A&S was responsible for the engineering of the cold formed metal framing assemblies for the exterior of the building in all locations where stone and metal panels are the final cladding system. The high parapet sits of 135′ above the ground and A&S worked with it’s scaffold erection company to design and custom fabricate a swinging stage that could accommodate the construction of the infamous “high parapet” that proved near impossible to access safely. Also noteworthy on this project is the core of the building is a FEMA approved Storm Walls. At each floor there is an evacuation area that is constructed of 16 ga metal studs, a layer of continuous 14 ga sheet metal each sheet, a layer of 3/4″ fire retardant plywood and two layers of 5/8″ fire retardant gypsum board on each side. This assembly was engineered by A&S’s third party engineers and subjected to and successfully passed the Texas Tech standards and found to comply with the requirement to withstand a projectile missile flying at up to 160 mph. On this project, we used over 1,600,000 screws, each and every one drilled in one at a time by a conscientious carpenter.

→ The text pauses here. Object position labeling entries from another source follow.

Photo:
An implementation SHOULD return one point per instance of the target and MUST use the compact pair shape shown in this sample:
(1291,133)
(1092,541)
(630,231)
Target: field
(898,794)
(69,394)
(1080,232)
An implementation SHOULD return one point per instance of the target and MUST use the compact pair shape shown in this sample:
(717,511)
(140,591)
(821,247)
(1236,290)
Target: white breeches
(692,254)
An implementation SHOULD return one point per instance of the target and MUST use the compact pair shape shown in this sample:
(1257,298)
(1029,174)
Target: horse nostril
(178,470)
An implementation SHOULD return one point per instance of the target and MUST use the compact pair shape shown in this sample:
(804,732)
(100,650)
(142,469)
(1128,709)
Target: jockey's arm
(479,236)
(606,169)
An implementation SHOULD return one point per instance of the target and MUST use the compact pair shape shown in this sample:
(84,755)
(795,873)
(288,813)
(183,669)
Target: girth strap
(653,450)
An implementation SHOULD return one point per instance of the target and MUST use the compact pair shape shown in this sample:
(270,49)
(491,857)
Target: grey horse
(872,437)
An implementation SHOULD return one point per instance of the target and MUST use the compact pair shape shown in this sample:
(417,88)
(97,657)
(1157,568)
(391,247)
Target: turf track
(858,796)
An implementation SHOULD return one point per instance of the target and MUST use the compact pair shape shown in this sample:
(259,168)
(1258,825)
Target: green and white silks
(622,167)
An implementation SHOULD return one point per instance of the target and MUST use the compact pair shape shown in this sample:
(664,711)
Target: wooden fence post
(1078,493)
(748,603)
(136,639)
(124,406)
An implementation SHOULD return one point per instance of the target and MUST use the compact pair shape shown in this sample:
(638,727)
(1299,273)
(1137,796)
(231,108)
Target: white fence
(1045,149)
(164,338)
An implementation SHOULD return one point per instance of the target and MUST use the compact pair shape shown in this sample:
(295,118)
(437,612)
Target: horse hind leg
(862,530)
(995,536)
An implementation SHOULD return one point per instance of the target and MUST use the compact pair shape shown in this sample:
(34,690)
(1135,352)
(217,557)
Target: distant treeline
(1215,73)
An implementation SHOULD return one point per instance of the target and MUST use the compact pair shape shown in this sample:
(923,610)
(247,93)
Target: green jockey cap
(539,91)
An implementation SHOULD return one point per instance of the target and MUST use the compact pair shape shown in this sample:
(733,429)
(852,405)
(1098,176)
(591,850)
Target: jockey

6,000 sq ft of acoustical ceilings, 31,154 lineal feet of walls framed, over 1,200,000 sq ft of gypsum board hung and finished, 79,428 sq feet of 3/4″ Forest Stewardship Council certified plywood hung, over 50,000 sq ft of 14 ga sheet metal hung, 30,000 sq ft of spray applied “Thermacoustic” cellular insulation installed, and over 100,000 man hours were necessary to complete our scope of work. Weekends, night, after hours and holidays were worked in order to accommodate the schedule compression that resulted from the exterior curtain wall assemblies manufacturing delays.
The project required LEED documentation and extensive reporting to accommodate the contractor controlled insurance program.